The Story
Why it exists.
The beginning
Dame Perfumery launched in 2014, founded by Jeffrey Dame after a career in fashion houses across Paris and New York. He eventually settled in Scottsdale, Arizona, where the high desert landscape, sun-bleached terrain, sharp botanicals, intense afternoon light, shaped his philosophy of restraint. Dame describes his vision as blending his fashion background with a desire to make perfume approachable for daily wear. Each fragrance in his collection is built around three elements: a bright top, a pretty floral heart, a warm base. Passion Fruit, Orange Blossom & Vetiver applies that formula to a specific tension: tropical sweetness versus grounded earthiness. The name says it plainly, what happens when you put the juiciest fruit next to one of the driest, most mineral notes in perfumery?

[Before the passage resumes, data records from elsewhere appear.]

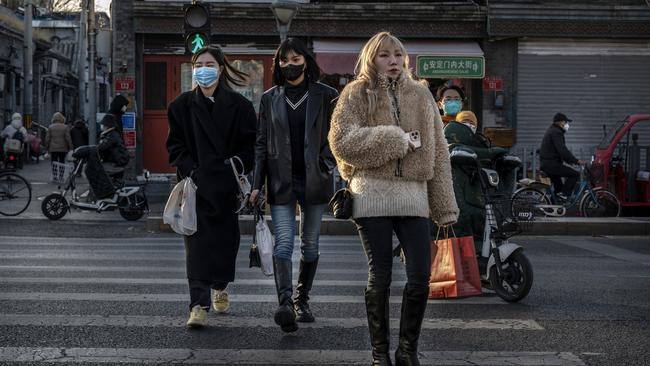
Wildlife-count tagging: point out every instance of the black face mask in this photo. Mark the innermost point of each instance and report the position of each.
(292, 72)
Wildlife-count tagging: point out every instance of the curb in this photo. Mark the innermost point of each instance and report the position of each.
(153, 225)
(329, 226)
(543, 227)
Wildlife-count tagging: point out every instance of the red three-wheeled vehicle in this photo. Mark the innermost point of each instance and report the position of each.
(622, 161)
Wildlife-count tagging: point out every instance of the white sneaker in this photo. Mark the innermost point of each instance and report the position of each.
(220, 302)
(198, 317)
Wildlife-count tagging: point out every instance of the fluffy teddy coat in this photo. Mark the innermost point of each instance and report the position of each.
(374, 153)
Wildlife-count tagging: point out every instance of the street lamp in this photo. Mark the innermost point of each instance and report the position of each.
(284, 11)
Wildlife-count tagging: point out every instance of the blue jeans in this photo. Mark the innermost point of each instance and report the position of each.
(284, 223)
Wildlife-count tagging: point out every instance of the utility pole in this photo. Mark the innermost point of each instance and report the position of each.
(81, 67)
(92, 92)
(28, 63)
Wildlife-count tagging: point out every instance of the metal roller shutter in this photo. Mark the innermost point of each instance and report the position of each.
(594, 83)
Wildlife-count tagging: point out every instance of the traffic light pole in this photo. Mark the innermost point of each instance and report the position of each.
(28, 66)
(92, 92)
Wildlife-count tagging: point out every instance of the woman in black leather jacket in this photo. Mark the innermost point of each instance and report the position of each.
(293, 158)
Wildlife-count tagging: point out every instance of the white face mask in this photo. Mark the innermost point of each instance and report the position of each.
(471, 127)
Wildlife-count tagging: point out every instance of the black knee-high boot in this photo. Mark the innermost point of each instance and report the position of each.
(414, 304)
(301, 301)
(284, 316)
(377, 309)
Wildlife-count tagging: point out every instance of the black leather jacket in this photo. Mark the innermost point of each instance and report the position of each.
(273, 146)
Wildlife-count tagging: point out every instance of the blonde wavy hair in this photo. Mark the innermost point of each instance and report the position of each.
(366, 70)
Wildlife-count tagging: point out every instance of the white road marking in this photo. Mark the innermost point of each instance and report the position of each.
(607, 250)
(168, 281)
(156, 269)
(250, 322)
(281, 357)
(183, 298)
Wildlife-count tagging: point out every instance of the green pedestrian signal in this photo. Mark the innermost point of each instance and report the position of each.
(196, 41)
(196, 26)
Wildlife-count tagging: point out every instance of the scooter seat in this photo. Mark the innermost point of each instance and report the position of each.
(533, 183)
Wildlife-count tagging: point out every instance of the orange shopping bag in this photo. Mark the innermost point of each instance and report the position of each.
(454, 269)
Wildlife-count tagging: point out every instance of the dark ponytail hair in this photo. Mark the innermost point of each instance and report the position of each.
(312, 71)
(230, 73)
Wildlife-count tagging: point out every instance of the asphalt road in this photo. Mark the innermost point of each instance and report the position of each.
(124, 301)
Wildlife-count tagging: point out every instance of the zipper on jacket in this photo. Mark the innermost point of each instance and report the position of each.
(393, 95)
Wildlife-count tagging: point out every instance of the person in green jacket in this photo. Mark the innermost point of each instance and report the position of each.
(461, 133)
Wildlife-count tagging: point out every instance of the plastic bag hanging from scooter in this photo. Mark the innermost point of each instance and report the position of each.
(242, 182)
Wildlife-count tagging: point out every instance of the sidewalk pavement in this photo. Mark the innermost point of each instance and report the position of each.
(40, 177)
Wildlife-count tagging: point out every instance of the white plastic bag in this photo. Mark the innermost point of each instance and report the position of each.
(180, 210)
(264, 241)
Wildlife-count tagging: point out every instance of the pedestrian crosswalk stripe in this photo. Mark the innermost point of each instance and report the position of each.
(280, 357)
(154, 256)
(608, 250)
(157, 269)
(148, 245)
(249, 322)
(334, 241)
(245, 298)
(169, 281)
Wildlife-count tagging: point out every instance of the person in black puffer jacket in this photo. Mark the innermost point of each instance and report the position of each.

Three elements. That simplicity is the point. Passion fruit, orange blossom, vetiver, each from a completely different sensory world, each demanding something different from the wearer. Passion fruit is sun and excess. Orange blossom is familiar, almost domestic in its comfort. Vetiver is mineral, cool, and deeply personal, less a note you smell and more a feeling of clean, close earth. Dame doesn't try to smooth these edges. The composition lets each material exist on its own terms, which is what makes it feel considered rather than crowded. The ambrette in the heart is worth noting separately: a plant-based musk with a nutty, slightly rosy grain that gives the florals a texture instead of just weight.
The evolution
The opening hits immediately. Passion fruit announces itself without apology, bright, tropical, unmistakably present. The grapefruit arrives alongside, adding a clean bitter edge that stops the sweetness from becoming syrupy. Marigold lingers in the background, giving the top a faint herbal warmth that prevents it from reading as purely fruity. Ten minutes in, the heart begins its slow reveal. The citrus doesn't disappear, it brightens, becomes more translucent as the orange blossom opens fully. Hedione makes the florals feel transparent and airy. The ambrette adds a skin-like quality, a subtle grain that keeps the heart from floating away entirely. The drydown is where this fragrance earns its vetiver name. Cedar and vetiver arrive together, wrapping the florals in mineral earth and clean wood. The passion fruit's sweetness persists underneath, giving the base warmth without heaviness. It lasts well into the evening, intimate, close, the kind of drydown that someone standing next to you notices before you do.
Cultural impact
Since its 2014 debut, Passion Fruit, Orange Blossom & Vetiver has found its audience among warm-weather wearers who want tropical without the sunscreen clichés. The citrus-vetiver combination offers something different from the typical beach-fragrance vocabulary, mineral, personal, with a drydown that rewards close attention rather than filling a room.